Wasp spider - Argiope bruennichi - web quite distinct as it has thick ladder-like sections vertically across the face of the web, called a stabilmentum. When found out and about the spider is quick on it's feet and hard to photograph.
A black and yellow Buff Tip caterpillar, Phalera bucephala.
A hawk moth caterpillar with it's distinctive hind-end horn. The shape of the caterpillar, with it's small head and tapering body, makes me think it might be the Hyles hippophaes, similar to the bedstraw hawkmoth, but the horn looks bluer than the picture in my collins insect guide.
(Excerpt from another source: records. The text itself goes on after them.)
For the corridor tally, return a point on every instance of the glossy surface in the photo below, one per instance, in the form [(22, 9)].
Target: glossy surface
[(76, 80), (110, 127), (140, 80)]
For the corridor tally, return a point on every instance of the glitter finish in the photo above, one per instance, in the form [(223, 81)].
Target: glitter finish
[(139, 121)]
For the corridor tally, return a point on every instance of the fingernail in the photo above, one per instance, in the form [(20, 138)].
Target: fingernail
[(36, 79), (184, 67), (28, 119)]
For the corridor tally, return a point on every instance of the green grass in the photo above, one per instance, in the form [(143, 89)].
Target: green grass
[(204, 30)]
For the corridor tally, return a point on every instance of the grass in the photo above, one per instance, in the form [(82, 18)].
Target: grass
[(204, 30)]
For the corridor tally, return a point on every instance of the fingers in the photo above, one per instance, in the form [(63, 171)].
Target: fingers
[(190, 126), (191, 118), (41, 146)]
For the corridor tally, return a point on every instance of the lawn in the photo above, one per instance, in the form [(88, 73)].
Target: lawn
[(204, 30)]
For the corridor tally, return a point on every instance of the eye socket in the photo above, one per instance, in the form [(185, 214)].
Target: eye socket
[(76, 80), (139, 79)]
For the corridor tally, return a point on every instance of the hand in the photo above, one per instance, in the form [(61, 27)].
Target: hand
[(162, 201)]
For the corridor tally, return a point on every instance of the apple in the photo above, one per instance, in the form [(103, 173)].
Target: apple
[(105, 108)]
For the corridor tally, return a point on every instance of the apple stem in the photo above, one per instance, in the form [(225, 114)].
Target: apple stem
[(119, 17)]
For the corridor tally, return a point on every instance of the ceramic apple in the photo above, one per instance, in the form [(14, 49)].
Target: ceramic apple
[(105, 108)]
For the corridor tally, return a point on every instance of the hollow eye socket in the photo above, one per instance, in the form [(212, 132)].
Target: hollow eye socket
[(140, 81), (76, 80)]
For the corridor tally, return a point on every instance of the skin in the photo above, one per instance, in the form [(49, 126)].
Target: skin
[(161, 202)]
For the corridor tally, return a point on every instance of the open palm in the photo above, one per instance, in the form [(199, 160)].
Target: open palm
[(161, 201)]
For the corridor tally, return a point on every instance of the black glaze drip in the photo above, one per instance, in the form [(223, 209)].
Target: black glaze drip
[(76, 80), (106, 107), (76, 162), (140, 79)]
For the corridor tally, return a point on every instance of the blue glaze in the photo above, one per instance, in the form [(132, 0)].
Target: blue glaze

I think that this may be a long-winged conehead, Ruspolia nitidula, I also saw short-winged coneheads and both were notable for their size and the large ovipositor at the end of the abdomen. (*See photo on ruler and watch of a large specimen, above) These are astonishingly hard to see amongst the long grass and rather slow moving so not easy to catch in the net like the more jumpy smaller grasshoppers. To catch these you need to just look hard until you can see them and then pick them up carefully. As with so many wild things I didn't see any until I had seen the first one and then the brain 'learns' what to look for and you see more. As well as the grasshoppers and green crickets there were black field crickets running about on the ground amongst the grass.
One of many brown and hard to identify grasshoppers. This one, here on a loo roll, was notably stocky and had beautiful white borders on top of it's thorax and along it's wing casings.
The glorious little mint beetle, a brilliant jewel amongst the leaves -
Chrysolina menthastri
Sand wasp - I think Sceliphron destillatorium, as it has a black abdomen and yellow and black legs. I watched it marching about with purpose on the sandy Dordogne river bank, perhaps looking for a nest hole or hunting for spiders and other prey to paralyse.